「被告は、他のことはスラスラ証言したのに、焦点の保険金の不払い問題になると、途端に記憶喪失になったかのように『覚えていない』『わからない』を20回以上も連発。周囲から『余計なことを言うな』と口止めされていたのかもしれないが、あまりの不自然さに傍聴席から失笑が漏れていました」(傍聴したジャーナリスト)
東京海上日動火災の社員が会社と元上司を名誉毀損で訴えた裁判が東京地裁で審理されている。10月9日の公判では、原告である社員本人と被告の元上司への証人尋問が行われ、原告が新たな不払いの存在を指摘する爆弾発言を行い注目を集めた。
訴状によると、2005年に発覚し社会問題となった大手損保各社の不払い問題に絡んで、元上司(当時課長、現在部長)は、一部の不払いの責任が原告の社員(当時課長代理)にあるとする虚偽の報告書を作成した。
これが原因となり、原告の人事考課は最高ランクのSから最低のDに4段階降下。「入社3年目の社員と同じ扱い」の主任に降格されて、遠隔地に転勤させられたとされる。
東京海上の保険金不払いは、02年4月から03年6月にかけて発生した自動車保険の「臨時費用」と呼ばれる約20万件の保険で起きた。総額は利息を含めると40億円超にもなる。うち18万件超は昨年5月、新たに同社が公表したものだ。
9日の公判で、原告社員は「上司らが組織的不正行為の一環として不払いを隠蔽。その責任を私に転嫁した」と主張。また「公表分以外にも00年4月~02年3月分が不払いになっている」との新たな証言を行った。

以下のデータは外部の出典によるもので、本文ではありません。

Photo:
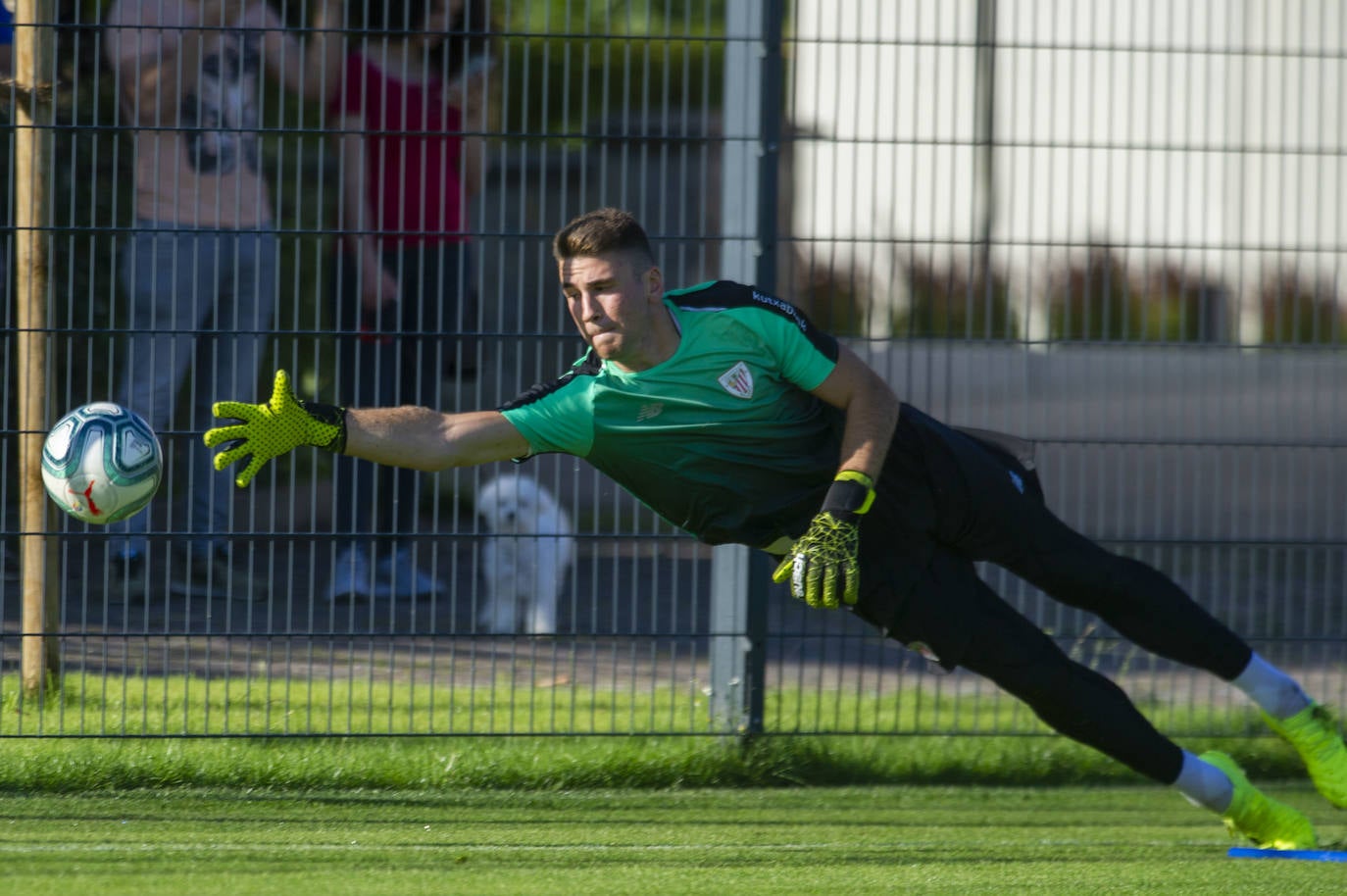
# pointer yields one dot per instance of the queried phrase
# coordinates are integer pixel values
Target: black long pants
(947, 500)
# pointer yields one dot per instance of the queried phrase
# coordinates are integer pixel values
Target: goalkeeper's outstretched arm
(413, 437)
(424, 439)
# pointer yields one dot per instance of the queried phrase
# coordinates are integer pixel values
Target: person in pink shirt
(409, 122)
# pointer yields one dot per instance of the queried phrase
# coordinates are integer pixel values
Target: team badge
(738, 380)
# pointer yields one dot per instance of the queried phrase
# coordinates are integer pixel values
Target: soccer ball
(101, 463)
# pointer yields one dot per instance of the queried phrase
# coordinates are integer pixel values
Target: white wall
(1209, 135)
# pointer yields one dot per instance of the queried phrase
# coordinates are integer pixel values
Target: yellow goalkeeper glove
(828, 550)
(269, 430)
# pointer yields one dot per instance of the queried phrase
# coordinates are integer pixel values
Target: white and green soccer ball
(101, 463)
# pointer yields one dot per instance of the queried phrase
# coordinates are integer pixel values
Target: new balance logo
(737, 380)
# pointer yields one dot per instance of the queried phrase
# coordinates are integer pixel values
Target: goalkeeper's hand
(269, 430)
(822, 566)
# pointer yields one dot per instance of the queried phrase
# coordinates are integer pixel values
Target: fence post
(748, 223)
(34, 45)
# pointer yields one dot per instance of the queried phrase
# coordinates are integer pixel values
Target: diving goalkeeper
(731, 416)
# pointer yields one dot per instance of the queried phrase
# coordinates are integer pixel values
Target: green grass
(669, 842)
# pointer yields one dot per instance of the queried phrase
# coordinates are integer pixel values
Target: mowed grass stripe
(858, 839)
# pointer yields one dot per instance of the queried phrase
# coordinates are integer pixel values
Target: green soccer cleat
(1314, 733)
(1263, 820)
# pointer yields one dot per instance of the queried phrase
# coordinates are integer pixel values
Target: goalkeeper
(729, 414)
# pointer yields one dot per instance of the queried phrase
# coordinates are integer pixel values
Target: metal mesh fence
(1116, 232)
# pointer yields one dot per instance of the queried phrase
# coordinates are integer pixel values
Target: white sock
(1274, 691)
(1205, 784)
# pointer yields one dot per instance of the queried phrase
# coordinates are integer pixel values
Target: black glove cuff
(331, 416)
(852, 493)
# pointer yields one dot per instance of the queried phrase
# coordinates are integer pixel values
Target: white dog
(526, 555)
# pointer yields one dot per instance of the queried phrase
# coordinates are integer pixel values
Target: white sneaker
(352, 578)
(398, 575)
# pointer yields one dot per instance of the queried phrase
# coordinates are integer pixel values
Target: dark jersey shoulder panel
(727, 294)
(587, 366)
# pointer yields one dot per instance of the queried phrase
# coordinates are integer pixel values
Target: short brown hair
(604, 232)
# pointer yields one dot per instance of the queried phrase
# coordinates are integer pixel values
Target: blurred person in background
(407, 122)
(200, 267)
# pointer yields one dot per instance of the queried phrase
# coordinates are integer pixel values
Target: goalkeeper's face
(619, 308)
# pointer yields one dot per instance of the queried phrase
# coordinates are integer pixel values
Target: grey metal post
(752, 114)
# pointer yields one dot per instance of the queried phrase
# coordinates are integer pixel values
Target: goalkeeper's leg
(1088, 708)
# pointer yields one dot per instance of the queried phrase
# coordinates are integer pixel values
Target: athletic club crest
(738, 380)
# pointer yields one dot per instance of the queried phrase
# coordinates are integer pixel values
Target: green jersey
(723, 439)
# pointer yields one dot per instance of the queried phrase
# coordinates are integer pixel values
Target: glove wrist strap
(852, 493)
(328, 416)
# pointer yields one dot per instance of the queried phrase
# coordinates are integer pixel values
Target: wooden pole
(34, 43)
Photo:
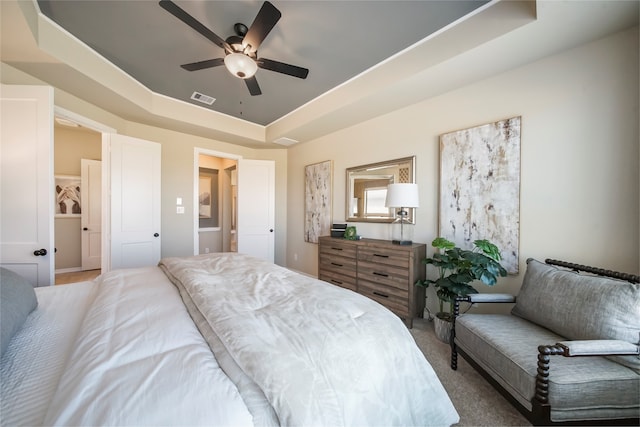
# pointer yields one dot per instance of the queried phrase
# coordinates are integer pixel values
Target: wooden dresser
(377, 269)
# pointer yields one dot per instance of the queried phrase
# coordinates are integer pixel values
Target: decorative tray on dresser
(378, 269)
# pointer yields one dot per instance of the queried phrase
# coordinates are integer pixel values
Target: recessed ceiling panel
(335, 40)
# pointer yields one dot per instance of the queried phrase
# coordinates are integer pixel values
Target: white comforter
(322, 355)
(139, 360)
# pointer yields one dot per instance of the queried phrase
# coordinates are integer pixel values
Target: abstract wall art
(317, 209)
(480, 187)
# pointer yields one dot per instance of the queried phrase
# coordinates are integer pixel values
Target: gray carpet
(476, 401)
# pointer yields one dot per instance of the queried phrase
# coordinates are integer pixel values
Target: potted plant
(457, 270)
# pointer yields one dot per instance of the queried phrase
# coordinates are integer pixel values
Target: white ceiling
(365, 58)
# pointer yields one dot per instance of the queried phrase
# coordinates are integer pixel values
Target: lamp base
(402, 242)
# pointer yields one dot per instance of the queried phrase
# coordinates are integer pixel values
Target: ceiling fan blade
(281, 67)
(252, 85)
(266, 19)
(180, 13)
(201, 65)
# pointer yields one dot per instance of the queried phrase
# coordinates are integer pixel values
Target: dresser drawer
(338, 279)
(384, 256)
(385, 275)
(338, 248)
(394, 299)
(377, 269)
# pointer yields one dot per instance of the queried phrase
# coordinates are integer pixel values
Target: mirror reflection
(367, 189)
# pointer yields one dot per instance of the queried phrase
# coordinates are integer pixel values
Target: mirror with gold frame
(367, 189)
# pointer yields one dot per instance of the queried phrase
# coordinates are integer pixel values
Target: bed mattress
(218, 340)
(34, 361)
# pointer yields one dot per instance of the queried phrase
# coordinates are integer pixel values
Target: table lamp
(402, 196)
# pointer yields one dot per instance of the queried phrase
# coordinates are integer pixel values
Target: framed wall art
(318, 185)
(67, 195)
(480, 187)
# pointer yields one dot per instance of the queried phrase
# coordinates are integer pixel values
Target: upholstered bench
(593, 321)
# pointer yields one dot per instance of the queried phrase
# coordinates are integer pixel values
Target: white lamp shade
(240, 65)
(402, 196)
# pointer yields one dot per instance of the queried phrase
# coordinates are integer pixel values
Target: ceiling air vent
(286, 141)
(197, 96)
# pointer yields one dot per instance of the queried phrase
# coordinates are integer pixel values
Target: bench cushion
(579, 388)
(581, 307)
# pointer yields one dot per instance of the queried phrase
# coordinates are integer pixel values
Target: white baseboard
(68, 270)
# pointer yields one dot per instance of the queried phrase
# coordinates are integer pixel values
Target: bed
(217, 340)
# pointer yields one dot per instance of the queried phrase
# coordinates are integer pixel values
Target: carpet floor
(476, 401)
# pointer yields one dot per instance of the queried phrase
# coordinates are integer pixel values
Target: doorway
(216, 197)
(77, 224)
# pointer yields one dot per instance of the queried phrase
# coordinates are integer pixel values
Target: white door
(256, 208)
(26, 182)
(91, 201)
(135, 202)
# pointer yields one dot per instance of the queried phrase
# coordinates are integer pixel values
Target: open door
(26, 182)
(256, 208)
(91, 201)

一方、被告課長(当時)は原告代理人弁護士から「05年、東京海上は不払いを68件と公表したが、翌年に1万8000件超に増え、昨年さらに18万件超に増えた。調査方法や基準が変わったのか」と何度も聞かれ、「思い出せない」と繰り返した。
なお、同社広報部は「係争中の事案に関わることですので、回答は差し控えさせていただきます」と話している。